Mr. Travers dreamed that night of taking large, desperate leaps into
space on a wild horse that snorted forth flames, and that rose at
solid stone walls as though they were hayricks.

He was tempted to say he was ill in the morning--which was,
considering his state of mind, more or less true--but concluded that,
as he would have to ride sooner or later during his visit, and that if
he did break his neck it would be in a good cause, he determined to do
his best. He did not want to ride at all, for two excellent
reasons--first, because he wanted to live for Miss Paddock's sake,
and, second, because he wanted to live for his own.

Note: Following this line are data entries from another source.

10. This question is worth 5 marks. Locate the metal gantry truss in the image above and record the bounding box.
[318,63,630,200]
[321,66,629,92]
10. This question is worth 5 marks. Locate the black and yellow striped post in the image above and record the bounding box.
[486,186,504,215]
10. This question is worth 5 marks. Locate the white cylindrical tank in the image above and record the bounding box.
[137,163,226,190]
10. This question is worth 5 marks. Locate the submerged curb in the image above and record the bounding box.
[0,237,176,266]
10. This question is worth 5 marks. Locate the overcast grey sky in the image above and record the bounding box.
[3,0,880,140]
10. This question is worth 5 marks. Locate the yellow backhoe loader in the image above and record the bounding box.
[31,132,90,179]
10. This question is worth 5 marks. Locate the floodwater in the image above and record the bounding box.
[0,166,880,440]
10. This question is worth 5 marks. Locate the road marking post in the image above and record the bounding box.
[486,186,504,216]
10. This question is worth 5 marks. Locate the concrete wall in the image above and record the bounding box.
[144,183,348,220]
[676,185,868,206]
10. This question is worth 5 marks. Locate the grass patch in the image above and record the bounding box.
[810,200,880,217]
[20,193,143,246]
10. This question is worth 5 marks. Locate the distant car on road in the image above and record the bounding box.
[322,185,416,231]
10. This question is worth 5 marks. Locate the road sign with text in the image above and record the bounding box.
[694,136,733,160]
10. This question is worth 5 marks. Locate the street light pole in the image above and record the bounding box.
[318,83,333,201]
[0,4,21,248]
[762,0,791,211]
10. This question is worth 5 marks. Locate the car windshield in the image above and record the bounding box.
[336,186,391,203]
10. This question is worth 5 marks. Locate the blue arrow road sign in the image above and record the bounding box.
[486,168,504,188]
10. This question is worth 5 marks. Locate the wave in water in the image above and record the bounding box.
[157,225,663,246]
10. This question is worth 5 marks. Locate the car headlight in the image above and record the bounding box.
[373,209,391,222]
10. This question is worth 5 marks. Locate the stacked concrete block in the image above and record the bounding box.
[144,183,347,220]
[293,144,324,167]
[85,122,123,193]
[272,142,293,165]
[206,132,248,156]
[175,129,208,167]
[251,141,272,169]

The next morning was a most forbidding and doleful-looking morning,
and young Travers had great hopes that the meet would be declared off;
but, just as he lay in doubt, the servant knocked at his door with
his riding things and his hot water.

He came down-stairs looking very miserable indeed. Satan had been
taken to the place where they were to meet, and Travers viewed him on
his arrival there with a sickening sense of fear as he saw him pulling
three grooms off their feet.

Travers decided that he would stay with his feet on solid earth just
as long as he could, and when the hounds were thrown off and the rest
had started at a gallop he waited, under the pretence of adjusting his
gaiters, until they were all well away. Then he clenched his teeth,
crammed his hat down over his ears, and scrambled up on to the saddle.
His feet fell quite by accident into the stirrups, and the next
instant he was off after the others, with an indistinct feeling that
he was on a locomotive that was jumping the ties. Satan was in among
and had passed the other horses in less than five minutes, and was so
close on the hounds that the whippers-in gave a cry of warning. But
Travers could as soon have pulled a boat back from going over the
Niagara Falls as Satan, and it was only because the hounds were well
ahead that saved them from having Satan ride them down. Travers had
taken hold of the saddle with his left hand to keep himself down, and
sawed and swayed on the reins with his right. He shut his eyes
whenever Satan jumped, and never knew how he happened to stick on; but
he did stick on, and was so far ahead that no one could see in the
misty morning just how badly he rode. As it was, for daring and speed
he led the field, and not even young Paddock was near him from the
start. There was a broad stream in front of him, and a hill just on
its other side. No one had ever tried to take this at a jump. It was
considered more of a swim than anything else, and the hunters always
crossed it by the bridge, towards the left. Travers saw the bridge and
tried to jerk Satan's head in that direction; but Satan kept right on
as straight as an express train over the prairie. Fences and trees and
furrows passed by and under Travers like a panorama run by
electricity, and he only breathed by accident. They went on at the
stream and the hill beyond as though they were riding at a stretch of
turf, and, though the whole field set up a shout of warning and
dismay, Travers could only gasp and shut his eyes. He remembered the
fate of the second groom and shivered. Then the horse rose like a
rocket, lifting Travers so high in the air that he thought Satan would
never come down again; but he did come down, with his feet bunched, on
the opposite side of the stream. The next instant he was up and over
the hill, and had stopped panting in the very centre of the pack that
were snarling and snapping around the fox. And then Travers showed
that he was a thoroughbred, even though he could not ride, for he
hastily fumbled for his cigar-case, and when the field came pounding
up over the bridge and around the hill, they saw him seated
nonchalantly on his saddle, puffing critically at a cigar and giving
Satan patronizing pats on the head.

"My dear girl," said old Mr. Paddock to his daughter as they rode
back, "if you love that young man of yours and want to keep him, make
him promise to give up riding. A more reckless and more brilliant
horseman I have never seen. He took that double jump at the gate and
that stream like a centaur. But he will break his neck sooner or
later, and he ought to be stopped." Young Paddock was so delighted
with his prospective brother-in-law's great riding that that night in
the smoking-room he made him a present of Satan before all the men.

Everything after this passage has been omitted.